My daughter, 11, thinks she's overweight

Fiona Caine is here to help if you have a relationship, sexual, marriage or family problem.

My daughter is only 11 years old and is already very conscious of her body image.

She thinks she’s overweight because she’s a bit more rounded than some of her friends but she’s actually quite slim.

She’s still carrying a bit of puppy fat but so were her two sisters at this age so I’m sure she’ll shed it too, in time.

Her sisters are both older (one aged 19, one aged 17) and are concerned about her too.

Nothing any of us say will convince her that she’s not overweight and she is now getting really picky about her food.

I am terrified she is going to develop an eating disorder. Surely she shouldn’t be so body-conscious at such a young age? PH


While young children shouldn't have a distorted self-image, it seems that a great many of them do.

For many, their idea of beauty is to be skinny like some of the models and celebrities they see. Worryingly, research has shown that some of them start being affected by eating disorders when they are as young as five years old.
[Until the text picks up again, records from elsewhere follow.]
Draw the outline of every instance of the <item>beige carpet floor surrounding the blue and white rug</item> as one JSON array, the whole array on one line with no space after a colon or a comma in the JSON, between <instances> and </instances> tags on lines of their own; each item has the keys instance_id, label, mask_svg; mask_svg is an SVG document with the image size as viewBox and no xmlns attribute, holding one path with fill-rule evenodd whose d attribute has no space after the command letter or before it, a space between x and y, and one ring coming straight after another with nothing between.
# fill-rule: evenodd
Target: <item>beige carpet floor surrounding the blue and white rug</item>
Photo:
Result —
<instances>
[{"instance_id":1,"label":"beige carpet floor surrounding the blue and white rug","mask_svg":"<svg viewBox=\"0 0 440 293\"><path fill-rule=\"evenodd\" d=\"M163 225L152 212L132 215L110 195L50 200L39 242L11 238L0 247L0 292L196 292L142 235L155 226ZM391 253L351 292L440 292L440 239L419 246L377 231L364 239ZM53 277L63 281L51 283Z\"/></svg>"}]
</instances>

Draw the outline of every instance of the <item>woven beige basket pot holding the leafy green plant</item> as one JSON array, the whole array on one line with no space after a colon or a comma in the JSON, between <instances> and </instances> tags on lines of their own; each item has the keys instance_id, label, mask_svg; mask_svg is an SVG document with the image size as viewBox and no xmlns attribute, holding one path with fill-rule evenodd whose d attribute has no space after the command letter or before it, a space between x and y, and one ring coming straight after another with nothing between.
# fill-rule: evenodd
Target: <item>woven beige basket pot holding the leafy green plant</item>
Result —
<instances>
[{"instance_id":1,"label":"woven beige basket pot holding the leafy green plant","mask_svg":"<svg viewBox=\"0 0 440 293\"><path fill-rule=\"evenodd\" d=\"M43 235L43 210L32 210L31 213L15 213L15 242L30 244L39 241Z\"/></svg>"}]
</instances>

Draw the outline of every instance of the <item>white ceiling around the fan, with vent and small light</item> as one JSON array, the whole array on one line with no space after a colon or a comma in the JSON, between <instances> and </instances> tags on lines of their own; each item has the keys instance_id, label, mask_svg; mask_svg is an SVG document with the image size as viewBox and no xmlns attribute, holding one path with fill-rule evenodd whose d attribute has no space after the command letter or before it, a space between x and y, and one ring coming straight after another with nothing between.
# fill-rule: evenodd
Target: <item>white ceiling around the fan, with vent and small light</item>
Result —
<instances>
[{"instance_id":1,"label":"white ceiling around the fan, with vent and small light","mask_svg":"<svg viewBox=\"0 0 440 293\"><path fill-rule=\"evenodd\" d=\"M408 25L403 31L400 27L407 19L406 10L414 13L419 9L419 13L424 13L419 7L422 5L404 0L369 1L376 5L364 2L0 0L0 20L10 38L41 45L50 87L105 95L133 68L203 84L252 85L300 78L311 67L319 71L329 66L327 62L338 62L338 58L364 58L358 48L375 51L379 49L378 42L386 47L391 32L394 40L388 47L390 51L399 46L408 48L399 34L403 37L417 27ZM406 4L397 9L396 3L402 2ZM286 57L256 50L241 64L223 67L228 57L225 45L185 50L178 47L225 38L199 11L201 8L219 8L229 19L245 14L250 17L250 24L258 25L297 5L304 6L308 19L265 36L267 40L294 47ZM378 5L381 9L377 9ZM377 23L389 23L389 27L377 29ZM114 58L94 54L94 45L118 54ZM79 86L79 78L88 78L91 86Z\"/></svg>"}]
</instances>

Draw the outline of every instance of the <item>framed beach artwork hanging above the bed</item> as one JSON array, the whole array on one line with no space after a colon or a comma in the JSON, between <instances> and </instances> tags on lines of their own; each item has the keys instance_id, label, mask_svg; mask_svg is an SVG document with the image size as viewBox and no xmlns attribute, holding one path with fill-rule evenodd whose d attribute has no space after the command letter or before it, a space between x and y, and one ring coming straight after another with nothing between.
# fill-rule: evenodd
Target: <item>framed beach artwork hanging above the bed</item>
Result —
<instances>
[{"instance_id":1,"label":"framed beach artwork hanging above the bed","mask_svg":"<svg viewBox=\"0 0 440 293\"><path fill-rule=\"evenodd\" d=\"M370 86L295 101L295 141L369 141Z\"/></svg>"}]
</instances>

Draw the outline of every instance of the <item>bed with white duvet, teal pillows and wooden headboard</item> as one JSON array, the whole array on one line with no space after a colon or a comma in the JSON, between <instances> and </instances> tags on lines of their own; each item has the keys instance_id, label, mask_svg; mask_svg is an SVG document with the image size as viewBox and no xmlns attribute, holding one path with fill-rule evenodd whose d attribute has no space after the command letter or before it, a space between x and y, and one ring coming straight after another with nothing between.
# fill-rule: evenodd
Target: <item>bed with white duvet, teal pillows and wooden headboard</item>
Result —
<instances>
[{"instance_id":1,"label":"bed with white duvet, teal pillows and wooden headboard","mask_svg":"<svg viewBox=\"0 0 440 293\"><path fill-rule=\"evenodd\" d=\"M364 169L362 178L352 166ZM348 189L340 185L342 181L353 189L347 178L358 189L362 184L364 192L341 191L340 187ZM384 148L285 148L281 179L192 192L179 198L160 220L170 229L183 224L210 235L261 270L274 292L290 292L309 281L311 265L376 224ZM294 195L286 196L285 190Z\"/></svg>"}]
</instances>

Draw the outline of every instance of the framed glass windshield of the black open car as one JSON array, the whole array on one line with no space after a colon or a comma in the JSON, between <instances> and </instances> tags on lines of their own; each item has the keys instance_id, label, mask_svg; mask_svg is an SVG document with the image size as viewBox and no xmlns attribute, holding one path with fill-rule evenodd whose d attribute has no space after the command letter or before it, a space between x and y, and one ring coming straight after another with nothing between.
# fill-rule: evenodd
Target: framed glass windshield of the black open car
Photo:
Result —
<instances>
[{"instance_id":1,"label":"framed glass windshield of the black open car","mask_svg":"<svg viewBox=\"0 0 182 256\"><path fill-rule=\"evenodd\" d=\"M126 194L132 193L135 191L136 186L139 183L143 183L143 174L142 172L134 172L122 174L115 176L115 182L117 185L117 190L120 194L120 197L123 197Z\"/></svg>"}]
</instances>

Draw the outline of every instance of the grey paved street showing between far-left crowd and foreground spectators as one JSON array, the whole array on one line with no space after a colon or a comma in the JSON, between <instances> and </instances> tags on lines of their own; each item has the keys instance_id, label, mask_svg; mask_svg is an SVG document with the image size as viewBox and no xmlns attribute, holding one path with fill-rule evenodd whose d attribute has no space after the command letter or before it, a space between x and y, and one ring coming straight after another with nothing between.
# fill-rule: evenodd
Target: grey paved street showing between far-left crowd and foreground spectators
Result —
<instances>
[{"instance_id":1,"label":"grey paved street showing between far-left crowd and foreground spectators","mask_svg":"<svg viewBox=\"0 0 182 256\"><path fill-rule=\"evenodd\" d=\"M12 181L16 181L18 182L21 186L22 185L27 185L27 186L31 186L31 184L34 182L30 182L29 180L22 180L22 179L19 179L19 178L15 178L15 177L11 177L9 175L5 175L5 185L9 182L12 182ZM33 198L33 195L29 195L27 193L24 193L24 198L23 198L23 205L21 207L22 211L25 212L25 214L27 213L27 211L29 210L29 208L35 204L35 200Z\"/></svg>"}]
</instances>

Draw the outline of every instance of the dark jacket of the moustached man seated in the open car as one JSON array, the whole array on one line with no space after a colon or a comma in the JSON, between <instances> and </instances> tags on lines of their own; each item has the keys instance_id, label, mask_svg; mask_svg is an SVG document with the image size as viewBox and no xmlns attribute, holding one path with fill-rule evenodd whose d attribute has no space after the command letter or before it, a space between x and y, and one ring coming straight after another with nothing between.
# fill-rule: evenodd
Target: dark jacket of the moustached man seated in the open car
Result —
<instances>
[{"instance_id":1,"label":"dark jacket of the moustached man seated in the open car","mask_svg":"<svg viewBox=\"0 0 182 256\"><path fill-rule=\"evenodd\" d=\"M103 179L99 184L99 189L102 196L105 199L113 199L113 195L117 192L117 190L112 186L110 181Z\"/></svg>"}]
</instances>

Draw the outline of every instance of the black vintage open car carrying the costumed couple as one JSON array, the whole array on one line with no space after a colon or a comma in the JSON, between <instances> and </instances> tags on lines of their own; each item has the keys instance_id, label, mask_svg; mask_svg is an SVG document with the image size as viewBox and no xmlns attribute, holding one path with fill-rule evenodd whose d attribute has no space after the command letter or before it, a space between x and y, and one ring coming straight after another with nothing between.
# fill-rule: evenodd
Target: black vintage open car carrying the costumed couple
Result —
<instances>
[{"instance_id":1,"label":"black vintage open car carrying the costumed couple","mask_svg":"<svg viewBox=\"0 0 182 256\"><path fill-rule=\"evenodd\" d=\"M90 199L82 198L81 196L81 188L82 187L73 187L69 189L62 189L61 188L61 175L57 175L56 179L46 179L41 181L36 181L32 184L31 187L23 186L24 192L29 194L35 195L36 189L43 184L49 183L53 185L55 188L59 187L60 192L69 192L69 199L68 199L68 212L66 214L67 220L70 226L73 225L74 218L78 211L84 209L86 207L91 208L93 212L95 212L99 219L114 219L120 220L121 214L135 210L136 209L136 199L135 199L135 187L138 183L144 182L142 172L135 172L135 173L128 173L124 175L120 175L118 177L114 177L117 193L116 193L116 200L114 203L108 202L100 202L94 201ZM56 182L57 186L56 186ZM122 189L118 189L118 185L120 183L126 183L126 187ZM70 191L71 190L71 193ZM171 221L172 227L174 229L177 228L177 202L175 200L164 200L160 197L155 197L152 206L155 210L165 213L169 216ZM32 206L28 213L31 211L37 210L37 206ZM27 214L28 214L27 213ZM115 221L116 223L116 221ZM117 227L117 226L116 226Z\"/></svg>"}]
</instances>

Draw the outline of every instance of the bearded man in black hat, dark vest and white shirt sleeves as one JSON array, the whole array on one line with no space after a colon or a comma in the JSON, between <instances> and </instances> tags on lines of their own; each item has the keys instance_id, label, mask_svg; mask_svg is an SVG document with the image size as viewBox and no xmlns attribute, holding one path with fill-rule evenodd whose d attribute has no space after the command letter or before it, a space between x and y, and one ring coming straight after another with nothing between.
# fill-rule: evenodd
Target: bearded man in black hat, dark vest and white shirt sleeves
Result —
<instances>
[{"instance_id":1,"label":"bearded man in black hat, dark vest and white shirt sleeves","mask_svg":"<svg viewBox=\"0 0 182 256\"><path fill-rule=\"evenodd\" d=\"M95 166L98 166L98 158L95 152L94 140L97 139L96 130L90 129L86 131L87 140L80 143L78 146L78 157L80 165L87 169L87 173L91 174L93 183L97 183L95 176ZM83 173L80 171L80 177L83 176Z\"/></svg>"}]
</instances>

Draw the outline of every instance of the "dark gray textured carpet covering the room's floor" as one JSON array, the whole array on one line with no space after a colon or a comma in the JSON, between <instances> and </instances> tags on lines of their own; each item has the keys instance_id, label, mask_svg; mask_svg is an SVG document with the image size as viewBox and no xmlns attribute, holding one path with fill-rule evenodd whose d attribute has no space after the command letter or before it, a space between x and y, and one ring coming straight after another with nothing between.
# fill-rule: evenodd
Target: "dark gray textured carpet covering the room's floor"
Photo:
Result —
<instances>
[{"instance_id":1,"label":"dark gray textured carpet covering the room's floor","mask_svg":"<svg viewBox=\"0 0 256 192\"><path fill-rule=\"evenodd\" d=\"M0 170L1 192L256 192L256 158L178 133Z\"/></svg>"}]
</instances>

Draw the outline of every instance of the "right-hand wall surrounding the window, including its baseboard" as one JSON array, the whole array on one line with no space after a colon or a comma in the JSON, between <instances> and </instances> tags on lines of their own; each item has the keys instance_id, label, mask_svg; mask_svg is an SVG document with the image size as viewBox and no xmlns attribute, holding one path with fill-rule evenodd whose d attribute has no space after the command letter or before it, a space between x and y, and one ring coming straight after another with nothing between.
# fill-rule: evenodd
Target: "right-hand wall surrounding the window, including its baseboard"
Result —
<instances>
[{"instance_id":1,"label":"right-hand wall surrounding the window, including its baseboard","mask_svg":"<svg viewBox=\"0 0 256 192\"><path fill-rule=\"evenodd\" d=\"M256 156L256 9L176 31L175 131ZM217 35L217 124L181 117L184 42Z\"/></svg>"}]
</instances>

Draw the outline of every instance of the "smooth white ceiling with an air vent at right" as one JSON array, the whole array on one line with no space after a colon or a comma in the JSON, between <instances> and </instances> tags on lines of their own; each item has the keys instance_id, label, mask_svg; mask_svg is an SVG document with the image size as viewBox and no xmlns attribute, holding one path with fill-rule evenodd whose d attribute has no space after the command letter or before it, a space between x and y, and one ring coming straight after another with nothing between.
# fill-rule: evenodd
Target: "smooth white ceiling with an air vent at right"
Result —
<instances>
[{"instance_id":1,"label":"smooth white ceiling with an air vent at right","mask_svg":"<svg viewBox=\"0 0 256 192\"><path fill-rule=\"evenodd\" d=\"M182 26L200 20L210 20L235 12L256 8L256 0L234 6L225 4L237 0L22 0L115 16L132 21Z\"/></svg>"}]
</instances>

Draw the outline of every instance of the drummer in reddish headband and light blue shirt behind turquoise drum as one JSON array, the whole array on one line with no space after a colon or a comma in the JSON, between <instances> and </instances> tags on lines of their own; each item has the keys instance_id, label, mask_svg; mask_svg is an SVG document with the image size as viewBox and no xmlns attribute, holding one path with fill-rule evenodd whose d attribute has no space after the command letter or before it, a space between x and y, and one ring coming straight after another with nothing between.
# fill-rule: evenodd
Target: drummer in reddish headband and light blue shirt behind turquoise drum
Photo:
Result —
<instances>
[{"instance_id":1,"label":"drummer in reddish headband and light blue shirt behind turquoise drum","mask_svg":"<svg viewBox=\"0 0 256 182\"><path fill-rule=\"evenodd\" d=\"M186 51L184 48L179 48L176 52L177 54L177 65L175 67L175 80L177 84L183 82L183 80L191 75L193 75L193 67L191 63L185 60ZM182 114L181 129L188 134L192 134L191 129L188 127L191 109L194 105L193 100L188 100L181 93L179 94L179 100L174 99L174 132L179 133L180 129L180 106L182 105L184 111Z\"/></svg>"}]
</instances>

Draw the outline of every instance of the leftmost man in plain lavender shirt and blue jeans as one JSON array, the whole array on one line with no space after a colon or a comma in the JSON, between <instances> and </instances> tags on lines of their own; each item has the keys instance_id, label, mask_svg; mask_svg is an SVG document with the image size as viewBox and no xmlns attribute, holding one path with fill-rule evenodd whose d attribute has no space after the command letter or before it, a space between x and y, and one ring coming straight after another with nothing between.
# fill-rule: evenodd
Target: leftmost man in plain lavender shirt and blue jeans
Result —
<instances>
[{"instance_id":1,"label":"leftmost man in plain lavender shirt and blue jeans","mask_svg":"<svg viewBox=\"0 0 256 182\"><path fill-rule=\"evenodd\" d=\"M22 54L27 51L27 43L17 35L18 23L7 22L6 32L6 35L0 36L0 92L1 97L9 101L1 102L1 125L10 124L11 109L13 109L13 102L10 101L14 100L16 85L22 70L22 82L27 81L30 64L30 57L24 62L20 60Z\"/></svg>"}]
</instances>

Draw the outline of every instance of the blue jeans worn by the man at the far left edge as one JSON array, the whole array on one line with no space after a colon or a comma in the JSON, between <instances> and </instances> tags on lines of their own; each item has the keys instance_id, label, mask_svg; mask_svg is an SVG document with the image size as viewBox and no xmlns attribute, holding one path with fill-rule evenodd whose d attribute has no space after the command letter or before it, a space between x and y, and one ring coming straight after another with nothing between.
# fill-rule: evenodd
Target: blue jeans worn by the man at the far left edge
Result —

In the past three years, almost 600 children aged 12 or under were treated for eating disorders.

Of these, 98 were aged between five and seven, 99 were eight or nine years old and almost 400 were aged between 10 and 12.

It may be triggered by changes in circumstances (such as divorce) but whatever the cause, children with eating problems are getting younger.

So please don't ignore your daughter's change in eating habits, especially if you are seeing other behaviour changes too.

Do contact your GP, or perhaps a school nurse if there is one.

The charity Beat has been involved with a lot of the research into this area and has, on its website, a whole section for young people, as well as advice for parents and friends.